Trey glared at me. “You look into it every year. In fact, now’s about the time you start. I know because you get extra surly. And I understand it. But what I don’t understand is what makes you two different.”
“She’s putting it out there for the whole world to consume. Em’s pain, her story.”
“She’s putting it out there so that we can hopefully find new information.” Trey leaned forward, dislodging Bowser from his knee. “Can you honestly tell me that your yearly rehash is helping?”
His words sliced, but I knew Trey didn’t mean for them to. It was just that he was right. I hadn’t made a single bit of progress. I’d started over on the search parameters after Ridley shared with Emerson that she’d found twenty-three similar crimes. But I’d only found one in a three-hundred-mile radius that had enough similarities to link it. I wanted to see her notes, how she’d made the connections.
Instead of asking, I listened to the two episodes that had gone up on her podcast channel. The first one had been solely background information, the kind you could gather from reading the news coverage at the time. The second had outlined the suspects the police had circled. She had clips from Grady, Coach Kerr’s wife, and Emerson’s math teacher.
And I had to give it to her. She handled them all with care, not pointing the finger at a single one. She had this sort of justice scale to her coverage. For every point leading to the suspect’s guilt, she countered with one of innocence. And she also talked about how the crime had marked them all. There was an empathy to her episodes that was surprising. She didn’tsensationalize the way I’d expected would be necessary for the kind of following she had.
Even through the speaker on my damn phone, I could feel how much Ridley cared. And that just made me more of a bastard for what I’d put her through.
“I need her notes,” I admitted.
Trey stared at me for a long moment. “Have you tried, oh, I don’t know…asking?”

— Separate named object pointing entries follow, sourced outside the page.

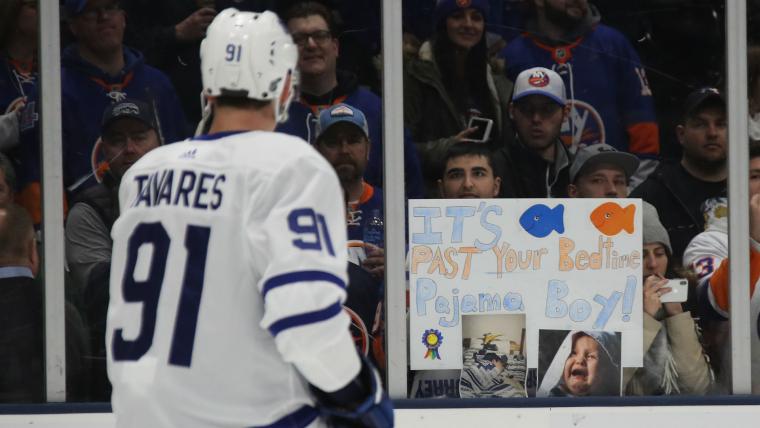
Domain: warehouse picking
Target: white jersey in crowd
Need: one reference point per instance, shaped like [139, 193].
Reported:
[705, 255]
[227, 279]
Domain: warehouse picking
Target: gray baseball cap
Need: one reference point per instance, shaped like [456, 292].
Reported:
[597, 154]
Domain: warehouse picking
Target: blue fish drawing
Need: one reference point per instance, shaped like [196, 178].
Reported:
[539, 220]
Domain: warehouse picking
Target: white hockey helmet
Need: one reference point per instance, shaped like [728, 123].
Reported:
[252, 55]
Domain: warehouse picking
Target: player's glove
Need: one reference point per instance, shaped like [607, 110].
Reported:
[361, 403]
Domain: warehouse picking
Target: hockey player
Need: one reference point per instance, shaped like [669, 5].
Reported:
[228, 266]
[707, 254]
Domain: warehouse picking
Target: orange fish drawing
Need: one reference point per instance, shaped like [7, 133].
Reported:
[610, 218]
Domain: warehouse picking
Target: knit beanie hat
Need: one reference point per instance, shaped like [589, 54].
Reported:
[654, 232]
[444, 8]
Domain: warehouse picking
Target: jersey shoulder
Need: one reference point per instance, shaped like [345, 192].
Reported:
[265, 152]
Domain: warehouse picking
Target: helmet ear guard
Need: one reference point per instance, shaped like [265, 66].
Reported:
[250, 55]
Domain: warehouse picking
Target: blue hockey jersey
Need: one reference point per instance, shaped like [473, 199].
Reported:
[87, 91]
[606, 84]
[302, 117]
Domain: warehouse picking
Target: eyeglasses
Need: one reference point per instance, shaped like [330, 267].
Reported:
[320, 37]
[544, 109]
[92, 13]
[119, 139]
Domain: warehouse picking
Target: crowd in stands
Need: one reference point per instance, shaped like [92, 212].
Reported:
[571, 113]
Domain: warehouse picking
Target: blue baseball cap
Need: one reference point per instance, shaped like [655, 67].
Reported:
[341, 113]
[128, 108]
[444, 8]
[74, 7]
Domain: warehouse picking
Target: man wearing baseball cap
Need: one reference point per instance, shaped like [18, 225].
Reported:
[343, 139]
[536, 165]
[600, 171]
[128, 131]
[678, 190]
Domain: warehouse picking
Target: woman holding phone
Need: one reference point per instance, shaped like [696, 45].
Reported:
[674, 360]
[451, 91]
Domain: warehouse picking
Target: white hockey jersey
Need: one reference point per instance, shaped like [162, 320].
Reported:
[707, 256]
[227, 279]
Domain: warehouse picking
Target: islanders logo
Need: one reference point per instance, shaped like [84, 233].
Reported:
[538, 79]
[539, 220]
[610, 218]
[432, 340]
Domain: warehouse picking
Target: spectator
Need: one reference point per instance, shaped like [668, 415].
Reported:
[169, 33]
[343, 139]
[322, 86]
[128, 131]
[7, 180]
[9, 128]
[707, 255]
[23, 374]
[22, 315]
[469, 173]
[600, 171]
[674, 361]
[753, 86]
[19, 95]
[541, 161]
[609, 95]
[450, 82]
[99, 70]
[679, 190]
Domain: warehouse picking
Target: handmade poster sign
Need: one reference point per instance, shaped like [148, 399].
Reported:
[567, 264]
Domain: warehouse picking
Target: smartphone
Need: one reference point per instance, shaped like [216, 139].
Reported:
[483, 133]
[679, 293]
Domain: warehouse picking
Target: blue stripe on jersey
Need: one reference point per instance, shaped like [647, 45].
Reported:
[305, 318]
[216, 135]
[298, 419]
[300, 276]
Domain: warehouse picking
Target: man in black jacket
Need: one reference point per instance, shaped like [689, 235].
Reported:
[537, 164]
[22, 379]
[678, 190]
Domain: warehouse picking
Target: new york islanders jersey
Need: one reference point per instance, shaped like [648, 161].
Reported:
[227, 280]
[707, 255]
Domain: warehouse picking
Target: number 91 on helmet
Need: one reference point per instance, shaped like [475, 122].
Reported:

I scowled at the water below.
“That’s what I thought.”
A ring cut through the night air, saving me from more of Trey’s accusations. I reached for my cell, groaning as I saw the station’s number on my screen. We didn’t have a huge roster of officers and support staff, just enough to keep the small county humming along. But when there was an issue, I was always the one who got the call. Didn’t matter that I’d just worked a full shift; it was what I’d signed up for.
I hit theacceptbutton and put the phone to my ear. “Brooks.”
“Evening, Sheriff,” Dina, one of our night shift dispatchers, greeted. “Sorry to interrupt your evening, but we had a little incident at the station.”
I pushed up out of my chair. “What kind of incident?” I was already moving for the back door.
“Someone broke into the secondary evidence locker. The one for cold storage. Deputy Dawson interrupted them, but they clocked him good. EMTs are with him now.”
I let out a stream of curses as I grabbed my badge and service weapon. “I’m on my way.”
“What’s going on?” Trey asked, on his feet by the time I made it back outside.
“Break-in at the station. Can you get Bowser inside and settled?” I asked.
Trey had keys to my place, and if Bowser would listen to anyone, it was him.
“You got it,” he agreed quickly. “Hope everything’s okay.”
I jerked my head in a nod and headed for my SUV. Beeping the locks, I climbed in and started for town. The only downside of where I lived was how long it took me to get anywhere. A good twenty minutes on a normal day, thirty-plus when there was snow. But tonight, I made it in fifteen.
The lights from the ambulance illuminated the station’s parking lot in a staccato swirl. I pulled into my parking spot and jumped out of my vehicle, heading straight for the gurney. The back was raised, and I could see Dawson arguing with Gene, an EMT in his midfifties.
“I don’t need to go to the hospital,” Dawson protested.
Gene simply pinned him with a stare. “You were unconscious for at least thirty minutes. That means hospital and an MRI.”
Dawson scowled at him. “I’ve got a bump on the head. That’s all.”
“We don’t take chances with bullet wounds or head injuries,” I said as I strode over.
“Sheriff,” Dawson said, his cheeks reddening. “I’m so sorry. I didn’t even see the guy coming.”
“No apologies needed. Just tell me what happened.”
Dawson nodded then winced, clear evidence he did, in fact, need to go to the hospital. “I’d just gotten on shift. It was slow, so I wanted to pull the files for the Martinez case. That’s the cold one I’m on.”